If the event a financial institution changes its privacy practices or engages in information-sharing activities for which customers have an opt-out right, the financial institution is still obligated under the new rule to send the annual privacy notice by mail.

Note that this rule only applies to financial institutions subject to the CFPB’s Regulation P. Thus, entities subject to GLBA as implemented by the SEC, CFTC and FCC may not utilize this alternative method for providing their customers with the annual privacy notice.

The rule became effective October 28, 2014.

CFPB Finalizes Amendments to Mortgage Rules

On October 23rd, the CFPB issued a final rule amending three provisions of the CFPB’s 2013 mortgage rules.
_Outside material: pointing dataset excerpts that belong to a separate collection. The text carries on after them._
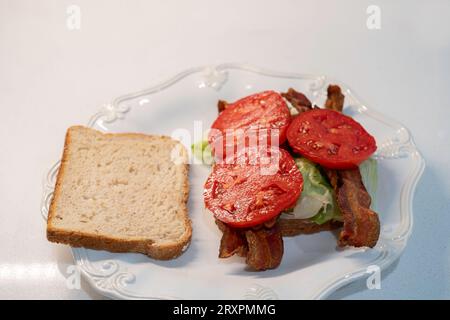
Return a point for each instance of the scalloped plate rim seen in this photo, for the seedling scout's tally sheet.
(408, 188)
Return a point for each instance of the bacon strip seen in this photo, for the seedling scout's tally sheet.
(221, 105)
(263, 248)
(298, 100)
(361, 224)
(295, 227)
(335, 98)
(233, 242)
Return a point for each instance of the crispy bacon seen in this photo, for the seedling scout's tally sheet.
(361, 224)
(233, 242)
(295, 227)
(263, 248)
(335, 98)
(221, 105)
(298, 100)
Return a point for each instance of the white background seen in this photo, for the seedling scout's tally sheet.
(51, 78)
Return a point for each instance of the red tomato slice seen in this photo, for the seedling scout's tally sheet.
(264, 115)
(330, 139)
(249, 192)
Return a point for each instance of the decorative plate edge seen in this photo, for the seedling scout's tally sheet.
(111, 280)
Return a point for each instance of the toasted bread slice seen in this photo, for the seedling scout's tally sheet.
(121, 193)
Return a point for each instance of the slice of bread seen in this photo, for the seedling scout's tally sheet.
(121, 193)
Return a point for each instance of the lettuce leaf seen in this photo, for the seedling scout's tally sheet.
(317, 201)
(202, 151)
(369, 174)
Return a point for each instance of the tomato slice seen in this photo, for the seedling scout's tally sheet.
(264, 115)
(249, 192)
(330, 138)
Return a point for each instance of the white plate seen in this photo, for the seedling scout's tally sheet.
(312, 265)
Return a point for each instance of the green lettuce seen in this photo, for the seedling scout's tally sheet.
(202, 151)
(369, 174)
(317, 201)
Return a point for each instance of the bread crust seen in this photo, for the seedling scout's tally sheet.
(114, 244)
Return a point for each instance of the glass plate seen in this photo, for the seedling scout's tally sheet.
(312, 265)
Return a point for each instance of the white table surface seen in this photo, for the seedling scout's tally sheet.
(51, 78)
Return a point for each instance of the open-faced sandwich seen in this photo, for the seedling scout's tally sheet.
(283, 167)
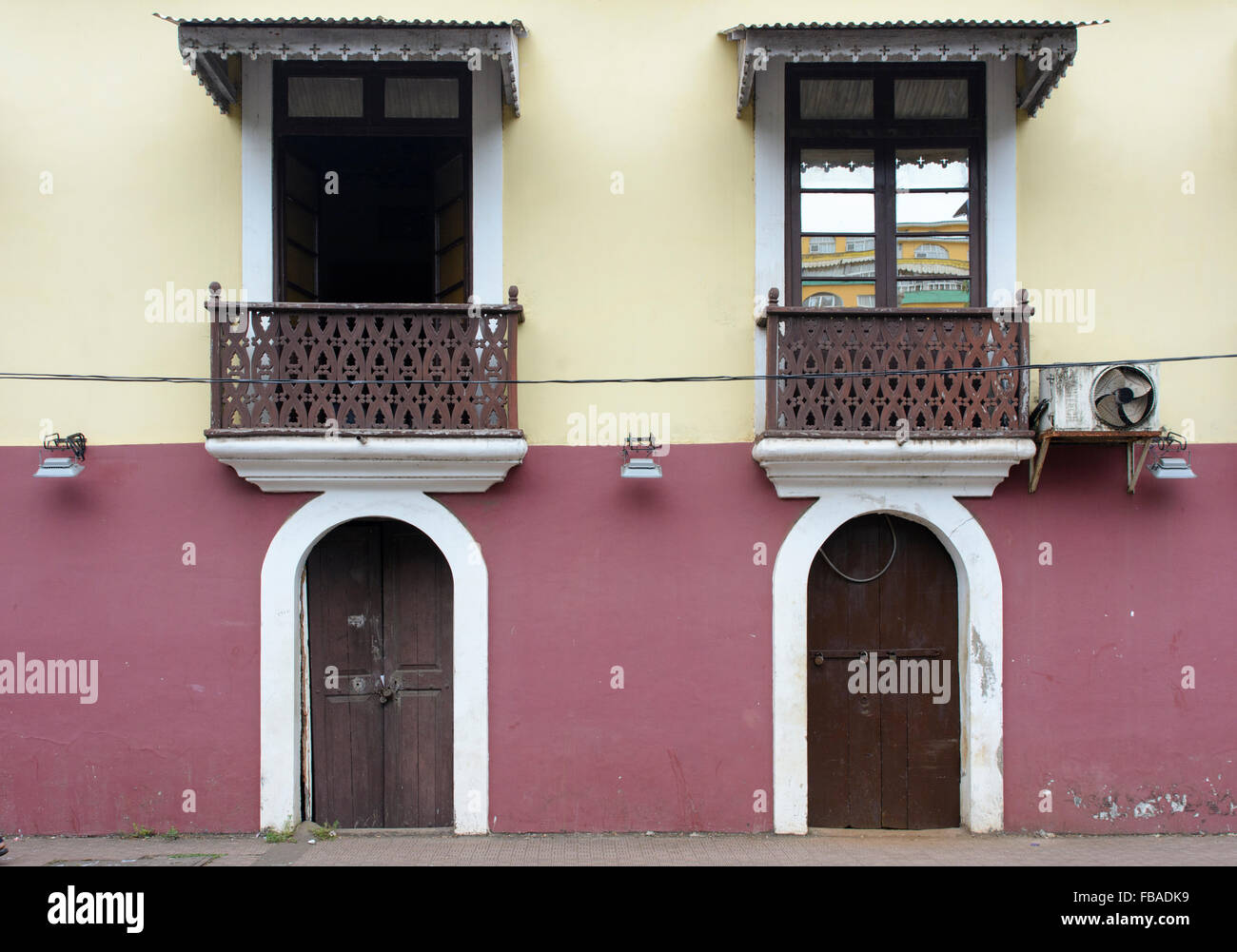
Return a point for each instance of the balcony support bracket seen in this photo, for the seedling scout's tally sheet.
(432, 462)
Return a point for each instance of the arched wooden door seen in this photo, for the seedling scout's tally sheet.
(883, 753)
(380, 598)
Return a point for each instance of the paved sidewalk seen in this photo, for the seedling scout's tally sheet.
(948, 847)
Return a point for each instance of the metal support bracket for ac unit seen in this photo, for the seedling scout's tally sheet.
(1136, 454)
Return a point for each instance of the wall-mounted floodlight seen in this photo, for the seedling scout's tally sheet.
(641, 465)
(1170, 457)
(62, 466)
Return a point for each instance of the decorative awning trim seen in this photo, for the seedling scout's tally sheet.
(206, 45)
(1047, 49)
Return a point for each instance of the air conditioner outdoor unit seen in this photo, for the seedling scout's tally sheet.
(1100, 397)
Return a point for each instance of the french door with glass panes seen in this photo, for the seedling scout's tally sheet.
(885, 186)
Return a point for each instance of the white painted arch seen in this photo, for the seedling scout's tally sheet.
(980, 643)
(280, 799)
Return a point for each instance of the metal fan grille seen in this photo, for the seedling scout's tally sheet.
(1124, 397)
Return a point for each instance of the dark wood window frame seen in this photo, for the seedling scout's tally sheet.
(885, 135)
(372, 123)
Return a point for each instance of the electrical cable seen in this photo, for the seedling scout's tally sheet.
(697, 379)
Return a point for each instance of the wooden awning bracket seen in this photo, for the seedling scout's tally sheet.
(1137, 443)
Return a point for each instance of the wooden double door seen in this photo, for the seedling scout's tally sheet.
(882, 759)
(380, 671)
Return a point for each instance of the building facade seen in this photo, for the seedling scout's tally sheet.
(895, 304)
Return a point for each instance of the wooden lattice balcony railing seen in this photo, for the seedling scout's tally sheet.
(939, 369)
(366, 369)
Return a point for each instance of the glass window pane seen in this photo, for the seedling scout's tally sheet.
(422, 98)
(936, 293)
(934, 255)
(835, 98)
(837, 211)
(931, 210)
(835, 168)
(848, 258)
(839, 295)
(932, 168)
(326, 97)
(931, 99)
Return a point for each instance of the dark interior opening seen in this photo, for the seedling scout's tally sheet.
(388, 226)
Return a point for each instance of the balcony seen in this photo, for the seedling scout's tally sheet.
(310, 396)
(927, 372)
(886, 395)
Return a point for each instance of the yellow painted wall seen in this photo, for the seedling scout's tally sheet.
(656, 281)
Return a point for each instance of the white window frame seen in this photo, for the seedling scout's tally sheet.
(258, 185)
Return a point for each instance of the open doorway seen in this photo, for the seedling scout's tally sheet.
(372, 185)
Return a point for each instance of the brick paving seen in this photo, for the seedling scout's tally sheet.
(948, 847)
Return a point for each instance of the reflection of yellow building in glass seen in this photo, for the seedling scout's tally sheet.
(934, 261)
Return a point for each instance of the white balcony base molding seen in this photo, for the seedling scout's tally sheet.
(316, 464)
(802, 466)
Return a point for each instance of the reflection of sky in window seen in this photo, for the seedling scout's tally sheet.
(922, 206)
(837, 213)
(836, 177)
(933, 174)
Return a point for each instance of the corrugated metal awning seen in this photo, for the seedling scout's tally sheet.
(1046, 48)
(206, 45)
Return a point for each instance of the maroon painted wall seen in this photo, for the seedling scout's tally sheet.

First, the amendment provides a limited, post-consummation cure mechanism for loans that exceed the points and fees limit acceptable for qualified mortgages (QM). Generally, to qualify as a QM, a mortgage loan must not have points and fees that exceed 3 percent of the loan amount. Where a lender originates a purported QM and discovers after consummation that points and fees actually exceed the 3 percent limit, the cure provision will permit the lender to refund the overage amount of points and fees, plus interest, to the borrower within 210 days of consummation as a means of maintaining the loan’s QM status. The lender must also cure the overage prior to the occurrence of any of the following: (1) the consumer files an action regarding the loan; (2) the creditor receives written notice from the consumer regarding the overage; or (3) the consumer becomes 60 days past due. The final rule also requires lenders to maintain and follow policies and procedures for implementing this cure procedure. The cure provision will sunset on January 10, 2021.
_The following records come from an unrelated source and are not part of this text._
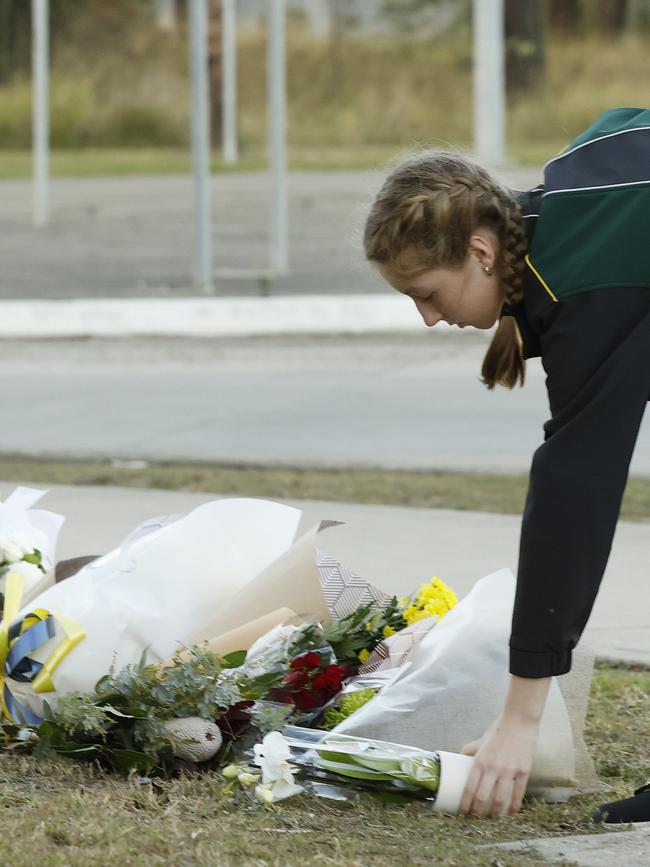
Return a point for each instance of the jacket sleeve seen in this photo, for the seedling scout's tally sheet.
(596, 354)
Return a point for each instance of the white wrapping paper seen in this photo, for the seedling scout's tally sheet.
(39, 527)
(159, 587)
(453, 687)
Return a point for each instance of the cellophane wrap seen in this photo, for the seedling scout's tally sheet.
(453, 686)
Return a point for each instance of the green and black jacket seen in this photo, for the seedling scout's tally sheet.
(586, 312)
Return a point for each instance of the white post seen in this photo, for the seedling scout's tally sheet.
(229, 80)
(198, 45)
(277, 120)
(40, 110)
(489, 80)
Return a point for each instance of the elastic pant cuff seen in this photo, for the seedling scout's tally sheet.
(526, 663)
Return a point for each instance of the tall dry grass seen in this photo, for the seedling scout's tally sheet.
(116, 85)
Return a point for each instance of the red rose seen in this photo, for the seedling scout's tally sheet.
(309, 699)
(306, 662)
(296, 680)
(330, 678)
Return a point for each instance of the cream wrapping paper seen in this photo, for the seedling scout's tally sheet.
(39, 526)
(453, 687)
(243, 637)
(293, 581)
(157, 589)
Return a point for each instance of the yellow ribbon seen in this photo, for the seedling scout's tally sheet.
(74, 633)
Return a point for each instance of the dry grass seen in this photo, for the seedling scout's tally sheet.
(66, 814)
(352, 101)
(482, 492)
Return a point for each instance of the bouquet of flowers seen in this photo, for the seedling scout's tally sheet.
(27, 542)
(207, 707)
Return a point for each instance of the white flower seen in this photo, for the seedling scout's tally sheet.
(247, 779)
(30, 572)
(22, 541)
(272, 756)
(10, 551)
(264, 794)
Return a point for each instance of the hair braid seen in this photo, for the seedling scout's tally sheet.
(423, 218)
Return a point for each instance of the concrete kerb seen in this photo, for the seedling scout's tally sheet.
(208, 317)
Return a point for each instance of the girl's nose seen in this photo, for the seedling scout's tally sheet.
(428, 313)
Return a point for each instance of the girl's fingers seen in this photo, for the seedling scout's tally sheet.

Second, the amendment provides an alternative definition of the term “small servicer” applicable to certain nonprofit entities that service loans on behalf of other nonprofit chapters of the same organization. “Small servicers” are exempt from certain provisions of the CFPB’s mortgage servicing rules if they service 5,000 or fewer mortgage loans annually and satisfy other requirements. To address concerns that some nonprofits might not be able to qualify for the exemption because of the number of loans they service, the rule provides an alternative definition. The final rule expands the definition of a small servicer to include “a nonprofit entity that services 5,000 or fewer mortgage loans, including any mortgage loans serviced on behalf of associated nonprofit entities, for all of which the servicer or an associated nonprofit entity is the creditor.”
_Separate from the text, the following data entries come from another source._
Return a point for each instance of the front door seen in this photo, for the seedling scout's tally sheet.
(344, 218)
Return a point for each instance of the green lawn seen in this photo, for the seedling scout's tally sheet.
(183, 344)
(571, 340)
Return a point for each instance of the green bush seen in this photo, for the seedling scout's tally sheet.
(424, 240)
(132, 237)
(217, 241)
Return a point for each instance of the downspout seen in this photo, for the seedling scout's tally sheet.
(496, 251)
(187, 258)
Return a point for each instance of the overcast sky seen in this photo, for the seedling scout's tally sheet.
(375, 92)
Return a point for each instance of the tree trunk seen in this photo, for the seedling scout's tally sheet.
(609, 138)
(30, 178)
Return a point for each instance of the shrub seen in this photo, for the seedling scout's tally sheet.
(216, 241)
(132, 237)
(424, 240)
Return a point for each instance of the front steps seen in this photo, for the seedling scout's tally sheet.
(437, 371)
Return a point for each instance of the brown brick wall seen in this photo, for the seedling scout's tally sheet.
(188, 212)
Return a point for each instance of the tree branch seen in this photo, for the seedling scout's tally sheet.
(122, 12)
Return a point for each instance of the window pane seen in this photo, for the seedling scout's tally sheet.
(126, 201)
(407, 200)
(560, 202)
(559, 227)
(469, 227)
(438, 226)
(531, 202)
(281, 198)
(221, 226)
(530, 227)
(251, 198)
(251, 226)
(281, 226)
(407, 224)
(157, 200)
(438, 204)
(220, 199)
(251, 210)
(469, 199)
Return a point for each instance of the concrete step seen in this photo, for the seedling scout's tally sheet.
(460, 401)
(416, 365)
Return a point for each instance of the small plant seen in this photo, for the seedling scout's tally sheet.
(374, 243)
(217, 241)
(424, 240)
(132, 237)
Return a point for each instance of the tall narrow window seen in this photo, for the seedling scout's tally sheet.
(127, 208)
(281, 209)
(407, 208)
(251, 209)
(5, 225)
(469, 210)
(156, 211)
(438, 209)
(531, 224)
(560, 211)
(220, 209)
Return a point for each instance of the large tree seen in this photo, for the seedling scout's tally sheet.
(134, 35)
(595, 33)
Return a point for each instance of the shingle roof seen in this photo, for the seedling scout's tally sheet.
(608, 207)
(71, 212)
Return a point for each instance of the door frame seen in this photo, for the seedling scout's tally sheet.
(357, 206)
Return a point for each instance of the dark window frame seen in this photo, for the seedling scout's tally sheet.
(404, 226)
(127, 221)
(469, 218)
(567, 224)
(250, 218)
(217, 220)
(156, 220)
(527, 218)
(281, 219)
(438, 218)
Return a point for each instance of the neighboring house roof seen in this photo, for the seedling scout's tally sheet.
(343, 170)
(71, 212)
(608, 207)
Third, the amendment provides that certain non-interest bearing, contingent subordinate lien loans that are originated by nonprofit lenders will not be counted towards the credit extension limit that applies to the nonprofit lender exemption from the ”ability-to-repay” requirements.

The CFPB declined in the final rule to address a cure for QM loans that inadvertently exceed the 43 percent debt-to-income ratio required under the ATR rule.

The rule took effect upon publication in the Federal Register on November 3, 2014.

CFPB Issues Fall 2014 Supervisory Highlights Report

On October 30th, the CFPB issued its Supervisory Highlights Report. This is the fifth edition of the Report and generally covers CFPB supervisory activities between March and June 2014. The Report highlights problems in two specific markets: student loan servicing and mortgage servicing.

The Office of Supervision observed that some student loan servicers subject to its oversight had violated the law by: (1) misrepresenting minimum payment amounts to borrowers; (2) allocating loan payments in a manner that maximized late fees; (3) charging illegal late fees; (4) failing to provide borrowers with accurate tax information; (5) misleading borrowers about bankruptcy protections; and (6) making debt collection calls to borrowers at “inconvenient times.”

The Office of Supervision also discussed its findings that mortgage servicers had violated the law by: (1) failing to properly oversee their service provides; (2) unfairly delaying permanent loan modifications; and (3) deceiving consumers about the status of their permanent loan modifications.